His voice sort of trailed off, and he stopped talking. For almost a minute, the whole group was silent. There the other boys began to talk in low tones among themselves and Johnny and Harold sat meekly and gulped back their tears. It was the same thing here that it had been at the boarding home!

They went up to Mr. Shafer and tried to talk to him, but be wouldn’t pay the slightest bit of attention to them. They tried to talk to some of the kids, but they were ignored most completely. Harold broke down and cried loudly, but nobody made any effort to comfort him. So at last they took up their caps and left the meeting.

They walked around to the back of the church and sat down on the bench under the old elm tree. Harold was still crying.

“They never done nothing like this before,” he sobbed. “They never treated any of the other kids as mean as this.”

“We gotta figure out some way to stop them from acting like this,” Johnny decided. “We gotta figure out how to make them like us again.” He buried his chin in his hands and sat for awhile, looking at the lights in the basement windows.

“We ran away to the circus,” be said thoughtfully. “A scout is obedient. We got all dirty on that trip back home. A scout is neat. We fell asleep two or three times, and we were late for the meeting. A scout is alert, and prompt. It’ll take a lot of work to straighten things out, Harold.”

He sat back and thought some more, and Harold’s sobbing turned back to sniffling and gradually ceased. At last Johnny spoke again.

“We ain’t scouts no more, Harold,” he explained. “You heard him call us ‘former members.’ But if we act like good scouts, maybe some day they’ll take us back in. And maybe Mrs. Meeker’ll take us back in, too. So that’s what we’ll do, Harold. We’ll just have to act like good scouts until they, uh—forgive us, like.”

He thought some more.

“We can live in the kids’ shack up on Prospect bill. And we’ll come down town every day and do good turns. And we’ll attend every one of the scouts’ meetings, only we’ll just sit in the back and say nothing. And then, some day they’ll let us join up again. You just wait and see, Harold. They’ll let us join up again.”

So they decided that that was what they would do, and they started for Prospect Hill, where their gang had their shack, for it was getting late and they couldn’t do much more, this night. They left the street and started up the path to the top of the bill, and after a while they noticed several other kids, climbing up the hill but avoiding the path.

“Who’re those guys?” whispered Harold. “What’re they climbing up through the weeds for?”

“I don’t know who they are,” con­fessed Johnny. “They ain’t none of our gang, though, so I don’t think they’re up to much good.”

After they had walked a little further, Harold said, “Look, there’s Tobe Sutley.”

Johnny looked, and sure enough, there was the leader of that tough gang from down by the creek. That made him peer closer and he noticed several more boys whom he could identify as members of the Clark Street gang.

“Hey, they ain’t got no business up on Prospect Hill,” whispered Harold, excitedly. “That’s our gang’s hangout.”

“They’re up to something, that’s a cinch,” said Johnny. “We better follow them and see what they do.”

So they took out after the stealthy fellows, and their path led them right to the top of the hill. As the Clark Street gang got close to the top, they began pulling up armfuls of dry weeds, and when they got to the top, they threw the weeds down against the walls of the shack that Johnny and his friends had gone to such trouble to build, a month or so before. Suddenly Johnny saw plainly what they were going to do.
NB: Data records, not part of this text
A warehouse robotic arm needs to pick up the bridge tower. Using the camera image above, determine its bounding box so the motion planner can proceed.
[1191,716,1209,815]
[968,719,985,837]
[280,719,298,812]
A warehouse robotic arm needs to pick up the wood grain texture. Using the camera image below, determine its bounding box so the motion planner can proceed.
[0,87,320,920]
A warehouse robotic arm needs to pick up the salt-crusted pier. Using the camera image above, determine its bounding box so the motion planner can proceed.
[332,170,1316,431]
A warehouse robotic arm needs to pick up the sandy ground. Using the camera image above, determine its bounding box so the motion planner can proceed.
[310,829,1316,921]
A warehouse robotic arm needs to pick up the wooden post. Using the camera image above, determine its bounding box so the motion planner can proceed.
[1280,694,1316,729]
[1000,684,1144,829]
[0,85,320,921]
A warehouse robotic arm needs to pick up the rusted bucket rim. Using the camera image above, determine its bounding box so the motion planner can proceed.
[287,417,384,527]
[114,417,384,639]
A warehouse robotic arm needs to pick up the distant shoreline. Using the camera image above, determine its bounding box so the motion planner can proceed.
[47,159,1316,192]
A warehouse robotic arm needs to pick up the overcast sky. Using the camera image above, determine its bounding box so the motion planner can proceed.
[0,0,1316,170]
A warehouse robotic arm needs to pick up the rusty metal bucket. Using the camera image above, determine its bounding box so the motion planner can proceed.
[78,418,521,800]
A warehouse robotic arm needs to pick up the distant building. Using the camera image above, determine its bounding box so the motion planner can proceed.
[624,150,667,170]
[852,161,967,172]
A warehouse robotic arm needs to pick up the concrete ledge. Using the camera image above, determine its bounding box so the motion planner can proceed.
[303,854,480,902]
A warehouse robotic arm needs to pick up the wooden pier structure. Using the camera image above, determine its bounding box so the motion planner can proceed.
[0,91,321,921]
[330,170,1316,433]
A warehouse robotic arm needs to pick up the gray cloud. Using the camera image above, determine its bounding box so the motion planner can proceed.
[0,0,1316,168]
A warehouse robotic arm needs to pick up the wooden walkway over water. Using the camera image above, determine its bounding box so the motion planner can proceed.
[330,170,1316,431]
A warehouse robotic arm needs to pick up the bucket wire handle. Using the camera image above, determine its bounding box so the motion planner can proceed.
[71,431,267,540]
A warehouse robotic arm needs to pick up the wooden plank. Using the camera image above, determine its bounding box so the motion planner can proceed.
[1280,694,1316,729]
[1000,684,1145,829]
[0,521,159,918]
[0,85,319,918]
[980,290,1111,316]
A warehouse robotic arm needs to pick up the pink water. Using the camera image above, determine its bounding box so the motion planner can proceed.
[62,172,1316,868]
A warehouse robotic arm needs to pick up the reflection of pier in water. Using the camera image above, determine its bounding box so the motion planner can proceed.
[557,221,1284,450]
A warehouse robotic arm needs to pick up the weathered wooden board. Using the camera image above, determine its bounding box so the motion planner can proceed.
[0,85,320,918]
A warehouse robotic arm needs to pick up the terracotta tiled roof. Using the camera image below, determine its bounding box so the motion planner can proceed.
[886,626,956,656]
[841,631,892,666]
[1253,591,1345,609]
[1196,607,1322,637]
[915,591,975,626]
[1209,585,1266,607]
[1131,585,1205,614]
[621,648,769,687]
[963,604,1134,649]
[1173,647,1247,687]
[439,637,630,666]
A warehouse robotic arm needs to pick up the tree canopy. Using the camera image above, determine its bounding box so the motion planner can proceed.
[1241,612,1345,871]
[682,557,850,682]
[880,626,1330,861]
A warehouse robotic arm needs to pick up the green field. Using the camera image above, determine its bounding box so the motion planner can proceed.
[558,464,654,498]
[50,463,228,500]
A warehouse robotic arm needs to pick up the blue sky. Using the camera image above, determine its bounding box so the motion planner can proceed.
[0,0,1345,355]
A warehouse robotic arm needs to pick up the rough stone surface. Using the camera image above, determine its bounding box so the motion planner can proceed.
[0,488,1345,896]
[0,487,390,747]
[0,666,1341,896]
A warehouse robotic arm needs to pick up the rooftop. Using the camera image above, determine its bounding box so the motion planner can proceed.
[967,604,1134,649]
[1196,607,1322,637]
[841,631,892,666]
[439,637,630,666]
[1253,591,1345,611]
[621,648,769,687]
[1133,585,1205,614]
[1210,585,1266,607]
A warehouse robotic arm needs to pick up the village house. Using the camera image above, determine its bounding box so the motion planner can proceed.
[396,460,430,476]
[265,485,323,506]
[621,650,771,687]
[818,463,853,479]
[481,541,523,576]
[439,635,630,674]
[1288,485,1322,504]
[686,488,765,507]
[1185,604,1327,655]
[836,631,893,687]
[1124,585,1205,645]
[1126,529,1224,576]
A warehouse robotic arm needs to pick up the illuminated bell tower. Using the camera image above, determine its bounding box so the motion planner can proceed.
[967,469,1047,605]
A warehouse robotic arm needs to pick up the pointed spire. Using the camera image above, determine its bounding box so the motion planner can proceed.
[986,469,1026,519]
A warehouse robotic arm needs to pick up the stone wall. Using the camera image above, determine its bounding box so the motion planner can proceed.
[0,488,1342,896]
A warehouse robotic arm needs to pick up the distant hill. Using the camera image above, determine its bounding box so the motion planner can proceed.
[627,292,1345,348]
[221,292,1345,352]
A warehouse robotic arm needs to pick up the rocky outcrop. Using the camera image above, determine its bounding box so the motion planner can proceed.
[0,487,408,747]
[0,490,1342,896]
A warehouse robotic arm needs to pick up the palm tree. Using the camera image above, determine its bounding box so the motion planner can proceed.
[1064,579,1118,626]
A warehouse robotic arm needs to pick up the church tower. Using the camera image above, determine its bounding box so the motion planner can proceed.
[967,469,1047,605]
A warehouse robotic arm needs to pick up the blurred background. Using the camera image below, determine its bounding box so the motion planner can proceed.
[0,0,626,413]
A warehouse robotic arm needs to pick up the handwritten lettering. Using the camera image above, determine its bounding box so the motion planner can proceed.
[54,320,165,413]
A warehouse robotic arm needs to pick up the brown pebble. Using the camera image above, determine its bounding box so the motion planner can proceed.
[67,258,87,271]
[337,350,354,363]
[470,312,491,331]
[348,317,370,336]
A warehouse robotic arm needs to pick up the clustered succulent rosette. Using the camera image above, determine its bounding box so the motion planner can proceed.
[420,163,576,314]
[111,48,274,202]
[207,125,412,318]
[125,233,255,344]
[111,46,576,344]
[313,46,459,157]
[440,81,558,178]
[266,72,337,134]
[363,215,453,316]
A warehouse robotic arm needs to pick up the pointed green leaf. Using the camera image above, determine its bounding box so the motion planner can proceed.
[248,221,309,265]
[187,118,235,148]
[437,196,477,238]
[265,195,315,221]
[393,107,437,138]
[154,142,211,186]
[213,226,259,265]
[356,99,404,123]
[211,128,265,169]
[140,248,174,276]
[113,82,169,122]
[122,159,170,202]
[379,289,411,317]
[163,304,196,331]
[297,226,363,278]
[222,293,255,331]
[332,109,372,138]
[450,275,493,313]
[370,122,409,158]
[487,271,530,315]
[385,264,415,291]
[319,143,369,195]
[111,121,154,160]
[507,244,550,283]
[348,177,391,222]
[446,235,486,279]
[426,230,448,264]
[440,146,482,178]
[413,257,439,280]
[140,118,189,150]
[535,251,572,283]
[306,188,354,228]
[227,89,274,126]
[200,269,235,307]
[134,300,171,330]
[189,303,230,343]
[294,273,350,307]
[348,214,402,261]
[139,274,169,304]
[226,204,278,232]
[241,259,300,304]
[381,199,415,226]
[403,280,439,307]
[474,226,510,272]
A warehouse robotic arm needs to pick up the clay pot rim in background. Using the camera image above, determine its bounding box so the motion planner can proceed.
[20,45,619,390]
As if to verify his realization, Tobe Sutley suddenly whispered, hoarsely: “Now, you fellows chase around and get some more brush, while I see if I can get a fire started.”

“They’re going to burn down the shack, Harold,” cried Johnny, forgetful of the need for silence. “Come on, we got to stop them.” He rushed forward, shouting, “Get away from that shack, you darned fools. What do you thing you’re doing?”

He ran right out from under the protection of the trees, to where you could easily see him in the light of the dying day—but the Clark Streeters - didn’t even notice him. Like the boys at Mrs. Meeker’s, like the members of their troop, the Clark Streeters ig­nored them, and kept right on gathering up dry weeds to add to the pile by the shack.

Johnny was blind with rage. “I’ll bet you’ll notice this!” he cried, and snatching up a broken branch of a tree, he began laying it across the backs of the boys nearest to him.

They noticed that, I’ll tell you. The first fellow he hit gave a yelp of sur­prise and whirled around with an oath. He acted as if he didn’t see Johnny at all, but he did see the fel­low whom Johnny hit next, and who was just then rearing up from a ter­rific whack across the seat. They look­ed at each other for about as long as it would take you to take a deep breath, and then they lit into each other as if each though the other had been the aggressor. Johnny bounded away from them and began to whack at others of the gang.

Now Harold decided to take a hand. Harold, you’ll remember, was bigger and slower than Johnny, and it took him a little while to get started, but once he started, his size told. Har­old waded in with his fists.

You never saw a gang of reputedly tough kids act so funny. They kept right on acting as if they didn’t see Harold or Johnny, either one. Several of them, when they got hit, acted like they were scared out of a year’s growth. And the ones that didn’t act scared seemed to think that one of their own gang had hit them. And after a few minutes, a snarling, bawl­ing gang of rowdies turned tail and began plunging down the hill as if the top of the hill was haunted and a gang of ghosts were after them. And Johnny and Harold stood on the hill and laughed for the first time since they had taken the bus, early that morning.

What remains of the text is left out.